When asked about off-street parking shortages, Parent acknowledged that he had received several e-mails from concerned neighbors of the proposed development asking that either minimal or no on-street parking be allowed for the use of the development. He explained that while there is no expectation that individual residents should expect on-street parking and that street parking can lend a sense of vibrancy to a retail node, it is a very tricky matter to determine when it becomes too much and a livability issue. Several parallels to other businesses in the neighborhood (Café Tempo, Anodyne, etc) were discussed in order to give context to the issue.
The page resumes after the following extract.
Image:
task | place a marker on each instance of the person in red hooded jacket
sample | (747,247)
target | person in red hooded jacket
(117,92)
Knowles expressed his concern that parking was a red herring issue for concerns over increased density.
To conclude, Parent described that when PCNF applied for site plan approval for the development, KFNA would make sure that the Planning Commission (the City of Minneapolis body that determines whether a development meets the City’s criteria) receives a copy of all of the e-mails, letters and comment cards that KFNA has received regarding this proposed development, a copy of the Community Benefits Agreement between PCNF and KFNA, the meeting minutes of the Redevelopment Committee’s process surrounding the development and any recommendations the board may have regarding variances.
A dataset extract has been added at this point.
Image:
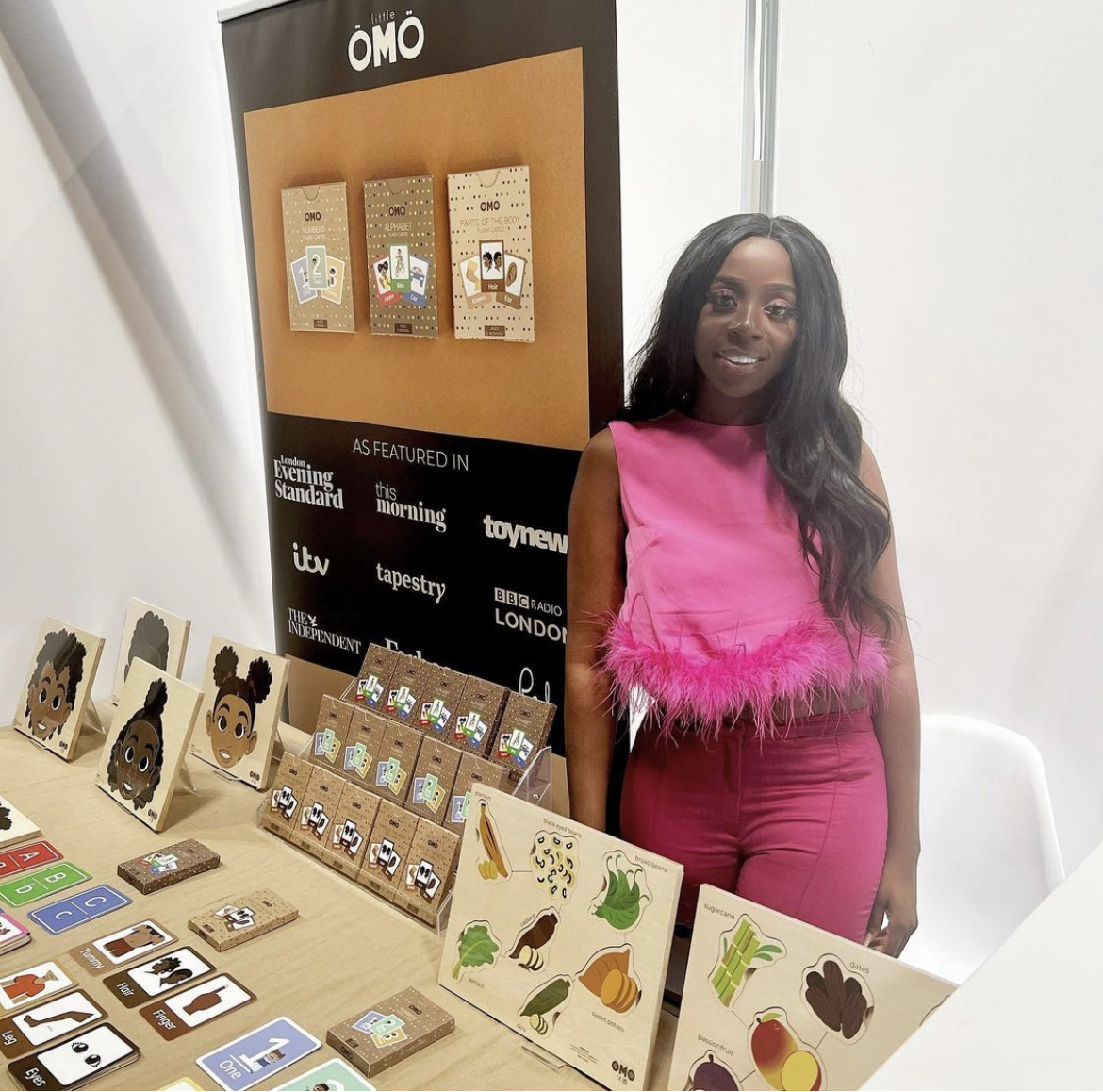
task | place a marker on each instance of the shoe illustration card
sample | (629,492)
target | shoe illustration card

Knowles moved to support variances #1-3, 5-8. JobyLynn seconded. Passed unanimously.
JobyLynn moved to support variance #4. Arthur seconded. Yeas: Parent, Sur, Knowles, SassilyJames. Nays: Saddoris, Stavrou, Gracyalny. Abstain: Brauer. Motion approved.
Farmer’s Market Coordinator Introduction
Sheila Delaney, the recently hired Farmer’s Market Coordinator came to introduce herself to the board. She described her history as a neighborhood activist as the Longfellow Community Council organizer and director. She is very excited to start work on the Kingfield Farmer’s Market, and several members of the board expressed gratitude and equal excitement at having her in the position.
Board Meeting Minutes from 8.3.2008
It was noted to change “community business agreement” to “community benefits agreement”. Knowles moved to approve the minutes. Parent seconded. Passed unanimously.
Sur moved to approve the report. Knowles seconded. Passed unanimously.
Parent gave a brief verbal update on the plans for Hennepin County’s redevelopment of a home at 4307 Wentworth.
Sarah Linnes-Robinson stated that many grant applications were pending and that she would update the board next month.
General Board Information
Sarah Linnes-Robinson stated that over the next few months the board would have to figure out how to fill Joanna Hallstrom’s shoes, particularly her role in the Crime Prevention and Safety meetings and the newsletter. Some questions that will arise are whether or not we need a staff presence at all meetings, how the board can use her absence as an opportunity to take an even greater leadership role, should CpaS become an MPD meeting and others. Discussion to be a big part of the next board meeting. All agreed that the upcoming annual meeting would be an opportune time to try and plug some of the holes with more volunteers.
Internet should be up and running by annual meeting.
May 3: Walldogs Preview Party
City of Minneapolis is giving the Farmer’s Market new bike racks. Details forthcoming.
Arthur moved, JobyLynn seconded. Passed unanimously.